Il est encore un peu tôt pour revenir sur les circonstances exactes de la mort de Rémi Fraisse dimanche dernier, mais elle a peut être à voir avec ça, le monopole de la violence légitime de l’Etat, qui est ici remis en cause, comme la quasi-totalité des normes de la société, l’Etat, la place du média, de l’expertise, de l’élu.
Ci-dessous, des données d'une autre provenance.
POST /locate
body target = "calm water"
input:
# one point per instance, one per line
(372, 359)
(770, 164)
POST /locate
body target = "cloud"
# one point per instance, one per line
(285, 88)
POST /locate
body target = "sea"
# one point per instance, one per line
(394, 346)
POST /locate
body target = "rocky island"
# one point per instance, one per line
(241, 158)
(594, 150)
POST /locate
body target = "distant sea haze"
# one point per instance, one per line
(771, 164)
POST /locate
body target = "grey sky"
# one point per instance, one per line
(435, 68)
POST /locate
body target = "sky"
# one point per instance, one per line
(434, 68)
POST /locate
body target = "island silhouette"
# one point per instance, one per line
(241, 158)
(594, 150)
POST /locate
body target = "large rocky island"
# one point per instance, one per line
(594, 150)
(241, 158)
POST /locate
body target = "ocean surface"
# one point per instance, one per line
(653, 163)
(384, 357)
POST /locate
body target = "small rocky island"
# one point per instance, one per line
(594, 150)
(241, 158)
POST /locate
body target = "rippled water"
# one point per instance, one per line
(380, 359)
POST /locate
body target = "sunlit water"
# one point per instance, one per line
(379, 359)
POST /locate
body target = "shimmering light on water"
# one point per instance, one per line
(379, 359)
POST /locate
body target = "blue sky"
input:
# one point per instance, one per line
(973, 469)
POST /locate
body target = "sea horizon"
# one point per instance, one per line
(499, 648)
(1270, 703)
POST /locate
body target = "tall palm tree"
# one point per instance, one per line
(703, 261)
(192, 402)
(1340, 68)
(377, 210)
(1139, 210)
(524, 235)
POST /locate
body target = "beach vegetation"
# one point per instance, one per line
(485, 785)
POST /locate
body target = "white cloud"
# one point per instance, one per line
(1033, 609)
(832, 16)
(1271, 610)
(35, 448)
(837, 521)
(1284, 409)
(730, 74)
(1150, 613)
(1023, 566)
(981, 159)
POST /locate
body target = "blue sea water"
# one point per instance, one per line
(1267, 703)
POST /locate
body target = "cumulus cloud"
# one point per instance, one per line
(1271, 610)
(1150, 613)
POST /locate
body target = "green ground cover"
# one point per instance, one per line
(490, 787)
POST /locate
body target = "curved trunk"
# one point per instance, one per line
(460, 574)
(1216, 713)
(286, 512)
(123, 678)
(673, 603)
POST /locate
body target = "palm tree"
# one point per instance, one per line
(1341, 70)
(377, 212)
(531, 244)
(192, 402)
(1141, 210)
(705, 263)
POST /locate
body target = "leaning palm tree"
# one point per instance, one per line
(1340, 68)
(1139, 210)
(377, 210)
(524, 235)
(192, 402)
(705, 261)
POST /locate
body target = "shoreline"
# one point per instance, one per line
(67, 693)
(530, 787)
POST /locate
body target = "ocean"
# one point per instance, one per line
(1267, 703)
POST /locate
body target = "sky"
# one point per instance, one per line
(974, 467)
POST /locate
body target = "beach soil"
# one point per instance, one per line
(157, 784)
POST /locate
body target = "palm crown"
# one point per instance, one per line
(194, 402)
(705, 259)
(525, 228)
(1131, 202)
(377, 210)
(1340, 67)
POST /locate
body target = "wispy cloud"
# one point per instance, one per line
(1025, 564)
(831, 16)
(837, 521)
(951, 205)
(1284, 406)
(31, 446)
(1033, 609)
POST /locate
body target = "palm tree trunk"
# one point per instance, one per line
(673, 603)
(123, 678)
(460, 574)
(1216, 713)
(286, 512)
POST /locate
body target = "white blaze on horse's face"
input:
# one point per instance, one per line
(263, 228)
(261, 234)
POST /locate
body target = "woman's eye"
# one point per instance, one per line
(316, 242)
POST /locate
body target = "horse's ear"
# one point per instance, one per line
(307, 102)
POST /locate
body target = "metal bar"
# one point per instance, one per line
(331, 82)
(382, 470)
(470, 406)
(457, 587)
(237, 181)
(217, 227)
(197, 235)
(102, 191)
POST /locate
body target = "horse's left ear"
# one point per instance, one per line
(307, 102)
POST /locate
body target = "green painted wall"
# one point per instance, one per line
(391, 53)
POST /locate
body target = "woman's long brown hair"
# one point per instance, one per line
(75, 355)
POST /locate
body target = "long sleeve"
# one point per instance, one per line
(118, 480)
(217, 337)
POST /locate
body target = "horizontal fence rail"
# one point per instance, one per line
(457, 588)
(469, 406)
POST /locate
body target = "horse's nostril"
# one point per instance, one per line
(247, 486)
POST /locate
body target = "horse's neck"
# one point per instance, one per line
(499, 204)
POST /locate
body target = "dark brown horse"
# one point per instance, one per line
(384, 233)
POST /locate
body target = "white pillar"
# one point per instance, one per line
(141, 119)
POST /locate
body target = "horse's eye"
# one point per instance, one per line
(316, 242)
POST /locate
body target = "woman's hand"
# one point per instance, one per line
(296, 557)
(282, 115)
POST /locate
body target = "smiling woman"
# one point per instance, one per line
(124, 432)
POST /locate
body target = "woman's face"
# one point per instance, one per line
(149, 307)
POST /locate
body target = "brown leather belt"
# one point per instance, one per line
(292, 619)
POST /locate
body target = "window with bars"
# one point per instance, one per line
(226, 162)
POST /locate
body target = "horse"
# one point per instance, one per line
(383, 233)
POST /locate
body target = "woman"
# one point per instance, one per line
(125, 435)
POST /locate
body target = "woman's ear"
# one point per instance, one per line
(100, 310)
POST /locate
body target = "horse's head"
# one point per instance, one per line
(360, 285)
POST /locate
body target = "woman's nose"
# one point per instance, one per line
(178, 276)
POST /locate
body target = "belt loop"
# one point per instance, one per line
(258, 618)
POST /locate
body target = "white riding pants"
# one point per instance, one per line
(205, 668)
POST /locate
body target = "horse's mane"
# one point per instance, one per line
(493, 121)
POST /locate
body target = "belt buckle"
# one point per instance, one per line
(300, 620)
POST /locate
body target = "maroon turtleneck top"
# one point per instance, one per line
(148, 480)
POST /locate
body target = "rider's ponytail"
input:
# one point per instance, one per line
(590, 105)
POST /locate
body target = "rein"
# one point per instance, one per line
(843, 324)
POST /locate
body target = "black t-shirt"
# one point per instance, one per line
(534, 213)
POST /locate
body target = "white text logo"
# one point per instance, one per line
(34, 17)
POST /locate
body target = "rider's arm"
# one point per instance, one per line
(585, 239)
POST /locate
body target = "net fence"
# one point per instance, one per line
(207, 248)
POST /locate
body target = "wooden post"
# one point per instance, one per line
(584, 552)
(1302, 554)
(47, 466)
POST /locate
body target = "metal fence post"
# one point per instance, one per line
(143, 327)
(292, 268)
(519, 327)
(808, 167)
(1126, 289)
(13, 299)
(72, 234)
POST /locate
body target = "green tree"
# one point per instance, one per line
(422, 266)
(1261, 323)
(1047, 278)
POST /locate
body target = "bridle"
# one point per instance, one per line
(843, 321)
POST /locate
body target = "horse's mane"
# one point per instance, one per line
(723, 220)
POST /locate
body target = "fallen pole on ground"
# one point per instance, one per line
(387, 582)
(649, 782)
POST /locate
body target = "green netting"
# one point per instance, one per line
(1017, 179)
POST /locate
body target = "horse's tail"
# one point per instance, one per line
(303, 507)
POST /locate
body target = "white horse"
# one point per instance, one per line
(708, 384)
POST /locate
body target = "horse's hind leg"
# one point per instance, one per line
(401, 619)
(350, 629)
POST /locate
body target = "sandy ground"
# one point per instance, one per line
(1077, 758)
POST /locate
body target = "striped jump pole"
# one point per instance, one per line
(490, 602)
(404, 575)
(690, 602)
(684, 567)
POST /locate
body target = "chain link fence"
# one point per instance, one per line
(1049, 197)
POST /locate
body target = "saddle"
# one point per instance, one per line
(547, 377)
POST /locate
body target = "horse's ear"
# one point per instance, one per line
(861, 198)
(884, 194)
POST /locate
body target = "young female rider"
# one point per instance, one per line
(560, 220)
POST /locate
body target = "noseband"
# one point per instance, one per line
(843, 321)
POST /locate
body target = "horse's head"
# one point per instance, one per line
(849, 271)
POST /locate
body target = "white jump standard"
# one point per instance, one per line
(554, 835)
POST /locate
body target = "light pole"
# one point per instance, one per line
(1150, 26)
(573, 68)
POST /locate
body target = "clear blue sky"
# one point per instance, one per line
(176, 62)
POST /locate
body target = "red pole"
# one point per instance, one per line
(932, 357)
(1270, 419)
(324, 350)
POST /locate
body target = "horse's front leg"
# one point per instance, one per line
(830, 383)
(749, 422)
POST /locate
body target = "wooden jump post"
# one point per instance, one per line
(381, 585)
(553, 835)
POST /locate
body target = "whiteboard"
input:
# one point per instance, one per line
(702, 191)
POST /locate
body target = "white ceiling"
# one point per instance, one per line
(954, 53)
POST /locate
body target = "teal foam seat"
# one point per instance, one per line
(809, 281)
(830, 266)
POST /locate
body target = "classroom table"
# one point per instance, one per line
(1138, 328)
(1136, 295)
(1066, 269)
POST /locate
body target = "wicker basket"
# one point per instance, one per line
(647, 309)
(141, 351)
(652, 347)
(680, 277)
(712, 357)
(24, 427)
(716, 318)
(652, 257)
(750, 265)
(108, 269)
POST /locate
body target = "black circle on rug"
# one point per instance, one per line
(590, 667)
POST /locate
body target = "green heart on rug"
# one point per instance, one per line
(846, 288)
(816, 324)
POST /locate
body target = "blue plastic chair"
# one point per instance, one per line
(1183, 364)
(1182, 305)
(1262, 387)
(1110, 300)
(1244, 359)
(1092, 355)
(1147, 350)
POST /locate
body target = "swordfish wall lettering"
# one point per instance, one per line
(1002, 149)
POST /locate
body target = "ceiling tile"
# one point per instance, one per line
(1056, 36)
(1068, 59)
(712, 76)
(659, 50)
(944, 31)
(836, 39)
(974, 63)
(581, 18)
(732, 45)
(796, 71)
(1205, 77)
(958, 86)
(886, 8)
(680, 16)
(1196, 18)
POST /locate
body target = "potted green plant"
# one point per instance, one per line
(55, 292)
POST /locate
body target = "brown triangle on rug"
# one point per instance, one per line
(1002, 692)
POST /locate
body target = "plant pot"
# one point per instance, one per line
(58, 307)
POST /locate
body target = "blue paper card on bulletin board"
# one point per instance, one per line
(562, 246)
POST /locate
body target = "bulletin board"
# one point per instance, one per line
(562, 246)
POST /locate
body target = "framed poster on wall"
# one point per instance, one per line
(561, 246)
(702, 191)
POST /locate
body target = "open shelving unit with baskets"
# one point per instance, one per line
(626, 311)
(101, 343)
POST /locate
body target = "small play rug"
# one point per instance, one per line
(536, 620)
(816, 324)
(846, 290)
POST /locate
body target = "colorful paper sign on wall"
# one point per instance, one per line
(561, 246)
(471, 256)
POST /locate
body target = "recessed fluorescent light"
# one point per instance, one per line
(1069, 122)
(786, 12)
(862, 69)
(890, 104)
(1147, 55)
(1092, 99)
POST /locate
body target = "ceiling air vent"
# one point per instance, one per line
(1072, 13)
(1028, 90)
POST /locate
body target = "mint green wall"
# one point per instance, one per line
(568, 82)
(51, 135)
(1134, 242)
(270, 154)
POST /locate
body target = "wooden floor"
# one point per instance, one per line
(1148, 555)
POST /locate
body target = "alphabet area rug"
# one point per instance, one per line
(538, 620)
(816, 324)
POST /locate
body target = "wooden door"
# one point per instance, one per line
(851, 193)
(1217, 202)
Dimanche se déroule un pique nique, une marche silencieuse de recueillement en hommage à Rémi, sans slogan, média, ni banderole, elle traversera toute la zone et sera suivie d’une action collective pour planter des arbres à sa mémoire. Ici, on en est sûr, la mobilisation ne s’arrêtera pas tant que le projet ne sera pas abandonné. « Ils ne construiront pas un projet sur un cadavre ».
LA POURSUITE DE L’ENQUETE

Conséquence notable de la médiatisation du Testet, les informations inédites se succèdent sur les circonstances de la mort du jeune manifestant le week-end dernier et sur ses conséquences. On sait désormais que la police a changé trois fois de version des faits avant de la livrer publiquement et qu’elle n’ignorait pas dès le départ le contexte d’affrontements. Les premières informations d’analyse sur des fragments du sac à dos de Rémi confirment comme nous l’avaient assuré les proches qu’il n’avait aucun engin explosif dans celui-ci.
Une information judiciaire criminelle contre X a été ouverte par le procureur de la République de Toulouse, Pierre-Yves Couilleau, pour « violences volontaires ayant entraîné la mort sans intention de la donner, faits commis par une personne dépositaire de l’autorité publique dans l’exercice de ses fonctions ». Le travail de deux juges d’instruction vise à expliquer la mort en elle-même, identifier l’auteur des faits et enfin déterminer s’il y a eu ou non infraction. C’est Me Arié Alimi qui défendra la famille dans l’affaire.
Par ailleurs, Elsa Moulin, une jeune fille réfugiée dans une caravane le 7 octobre dernier, qui avait reçu une grenade qui lui avait explosé dans la main, vient de porter plainte pour « violences ayant entraîné une mutilation ou une infirmité permanente par une personne dépositaire d’autorité publique avec usage ou menace d’une arme », a indiqué son avocate Me Claire Dujardin.
Plusieurs responsables politiques ont appelé à la démission du ministre de l’Intérieur, Bernard Cazeneuve, ce qui n’a généré qu’un refus net de la part de l’intéressé.
L’usage des grenades offensives, à l’origine de la mort du jeune homme, a été suspendu.
D’autres voix ont demandé à ce que soit créée une commission d’enquête parlementaire sur les violences policières qui ont eu lieu depuis septembre. Mais les voix ont convergé entre EELV, Parti de Gauche, Nouvelle Donne, mais aussi par Delphine Batho, ancienne ministre PS de l’écologie pour « établir un moratoire et arrêter immédiatement ce projet ». Pour l’heure, ils n’ont pas obtenu satisfaction.